Here’s the thing about design: regardless of which area of design you choose, it’s always way more than just the visual. A designer is not just creating a visually appealing interface; they are creating a visually appealing interface that is for a product that someone wants or needs to use successfully to accomplish a task on a particular client’s platform. In order to effectively design an interface, you must become the user. What does your user need to accomplish? What must they do to accomplish it as easily as possible? Is your very pretty interface also understandable and allowing them to do that? 

When you understand your audience, you better understand the designed product. Solutions to potential roadblocks become clearer, and as a designer you get better at thinking on your feet should such a situation arise.

2) Accessibility

 Say it with me: the internet is for everyone. According to W.H.O., more than one billion people around the world experience some form of disability (about 15% worldwide). Your product must be accessible to all. Accessibility in design is crucial to a successful interface, and grows more important with every passing day.

As a designer, ask yourself the following questions:

  • Are your interactive elements (such as Calls to Actions, text links, links inside text blocks, etc.) designed to clearly indicate such? Or have an established pattern that users can easily understand as interaction?
  • On the web, do your interactive elements have clear hover and tap states?
  • Are your layouts clear? Do they have a clear hierarchy that users can understand has a beginning, middle, and end?
  • Does your text, or important graphical elements necessary for understanding, meet the appropriate contrast for legibility by those with color blindness or vision impairment?

 

Although accessibility does not rest solely on the backs of designers—an entire novel can be written about the entire team’s efforts to meet accessibility standards—it is the designer who provides the backbone of an accessible product. If you consider these important pieces, your design will be miles ahead of your peers, and you’ll reach people who may not have had access to your product prior.

3) Code

Imagine a print designer for a minute (shouldn’t be hard, 1990s nostalgia is in nowadays). When designing a brochure or magazine, there may be specific things the designer wants that are achieved in the printing process like a particular paper stock or specific spot colors. These are things a print designer must have knowledge of to communicate to the printer more effectively and reduce reprints or corrections. A print designer cannot just send a PDF to the printer and let them figure it out.

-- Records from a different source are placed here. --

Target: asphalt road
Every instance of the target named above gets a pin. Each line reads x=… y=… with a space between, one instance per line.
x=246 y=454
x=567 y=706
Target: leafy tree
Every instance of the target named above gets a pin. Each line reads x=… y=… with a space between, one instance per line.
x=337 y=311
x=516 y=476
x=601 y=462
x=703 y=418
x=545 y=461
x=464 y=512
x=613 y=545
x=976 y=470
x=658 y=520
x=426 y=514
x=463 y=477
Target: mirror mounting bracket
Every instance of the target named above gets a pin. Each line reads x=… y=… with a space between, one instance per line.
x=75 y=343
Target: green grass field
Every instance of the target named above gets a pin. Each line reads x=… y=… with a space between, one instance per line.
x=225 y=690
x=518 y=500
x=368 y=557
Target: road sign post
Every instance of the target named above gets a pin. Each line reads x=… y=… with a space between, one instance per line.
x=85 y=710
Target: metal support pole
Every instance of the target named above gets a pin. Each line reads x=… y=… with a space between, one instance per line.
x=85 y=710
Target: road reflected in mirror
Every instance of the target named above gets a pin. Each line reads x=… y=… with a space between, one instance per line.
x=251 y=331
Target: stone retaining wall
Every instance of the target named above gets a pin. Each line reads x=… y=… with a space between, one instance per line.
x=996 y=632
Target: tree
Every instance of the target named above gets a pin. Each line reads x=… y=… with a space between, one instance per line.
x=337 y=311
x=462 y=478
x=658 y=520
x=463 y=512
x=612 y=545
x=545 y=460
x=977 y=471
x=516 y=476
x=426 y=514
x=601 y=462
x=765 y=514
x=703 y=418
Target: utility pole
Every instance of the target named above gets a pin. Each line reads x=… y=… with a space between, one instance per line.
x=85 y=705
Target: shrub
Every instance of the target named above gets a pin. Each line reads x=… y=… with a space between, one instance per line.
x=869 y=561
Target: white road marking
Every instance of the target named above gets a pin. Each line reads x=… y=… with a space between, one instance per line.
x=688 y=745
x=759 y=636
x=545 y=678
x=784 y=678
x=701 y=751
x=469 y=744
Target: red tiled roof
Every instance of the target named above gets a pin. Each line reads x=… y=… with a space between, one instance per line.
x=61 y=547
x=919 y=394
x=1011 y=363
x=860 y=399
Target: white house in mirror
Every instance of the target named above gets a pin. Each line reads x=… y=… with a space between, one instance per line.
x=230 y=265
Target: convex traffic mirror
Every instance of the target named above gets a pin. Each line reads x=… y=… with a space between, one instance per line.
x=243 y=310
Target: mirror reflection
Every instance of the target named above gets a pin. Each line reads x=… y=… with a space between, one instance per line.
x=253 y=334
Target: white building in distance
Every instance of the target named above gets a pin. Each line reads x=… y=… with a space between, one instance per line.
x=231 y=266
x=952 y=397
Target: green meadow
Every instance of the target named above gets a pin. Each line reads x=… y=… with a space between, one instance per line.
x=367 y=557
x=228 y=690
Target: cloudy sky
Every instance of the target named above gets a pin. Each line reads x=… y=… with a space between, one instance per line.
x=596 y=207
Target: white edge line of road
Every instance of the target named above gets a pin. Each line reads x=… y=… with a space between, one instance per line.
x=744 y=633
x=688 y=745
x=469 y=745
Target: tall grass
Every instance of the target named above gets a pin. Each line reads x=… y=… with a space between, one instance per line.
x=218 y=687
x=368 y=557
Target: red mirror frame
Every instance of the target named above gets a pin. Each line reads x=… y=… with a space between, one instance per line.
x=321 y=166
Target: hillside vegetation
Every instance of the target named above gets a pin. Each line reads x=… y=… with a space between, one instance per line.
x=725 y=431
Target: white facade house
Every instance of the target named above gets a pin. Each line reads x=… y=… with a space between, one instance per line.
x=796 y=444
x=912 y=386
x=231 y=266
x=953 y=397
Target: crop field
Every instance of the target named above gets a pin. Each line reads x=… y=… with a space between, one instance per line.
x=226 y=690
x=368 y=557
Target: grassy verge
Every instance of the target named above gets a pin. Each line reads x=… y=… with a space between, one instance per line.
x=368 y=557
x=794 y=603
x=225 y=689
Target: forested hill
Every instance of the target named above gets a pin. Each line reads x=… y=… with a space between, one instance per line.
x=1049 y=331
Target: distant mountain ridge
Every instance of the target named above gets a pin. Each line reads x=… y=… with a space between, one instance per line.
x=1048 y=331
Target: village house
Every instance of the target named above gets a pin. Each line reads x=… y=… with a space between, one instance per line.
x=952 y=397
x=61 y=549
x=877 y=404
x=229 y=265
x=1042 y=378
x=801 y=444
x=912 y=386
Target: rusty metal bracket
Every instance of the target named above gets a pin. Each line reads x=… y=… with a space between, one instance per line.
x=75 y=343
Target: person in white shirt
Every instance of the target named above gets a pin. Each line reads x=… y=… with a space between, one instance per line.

Digital is the same thing. Just replace “printer” with “developer”.

In an increasingly digital landscape, all designed products require a system, and everything designed is a living breathing thing. The artboards you mock up in Sketch or Framer or XD or Figma don’t exist frozen in carbonite. They are blueprints for the product that will eventually have a pulse.

I still see lots of designers out there that not only don’t know code, but they almost seem proud of not trying to grasp it. To me, that is a very dangerous train of thought.

Code is not the future. It’s not even the present. It’s the past. It’s the norm. It’s been the norm for well over 25 years now. Everything you make — even the visual identity of a product’s brand — will touch code at some point. Don’t ignore it. Don’t run from it. Add this tool to your toolbox.

Let me be clear: I am not saying designers need to be proficient in front-end code. But understanding front-end code is extremely beneficial to a designer. Having the knowledge of how Javascript works, or how a particular javascript library (React, Vue, et al) works, as well as any limitations that may be forced upon them due to scope, will do wonders for how a designer makes the elements of the product they are designing, as well as how they communicate it to the developer they work with.

Dream big. Try things out. Follow the rules, then break them, then fix them using the rules again. Know your audience, know your product, and make your product universal, and you will always be ahead, no matter how much the design world evolves.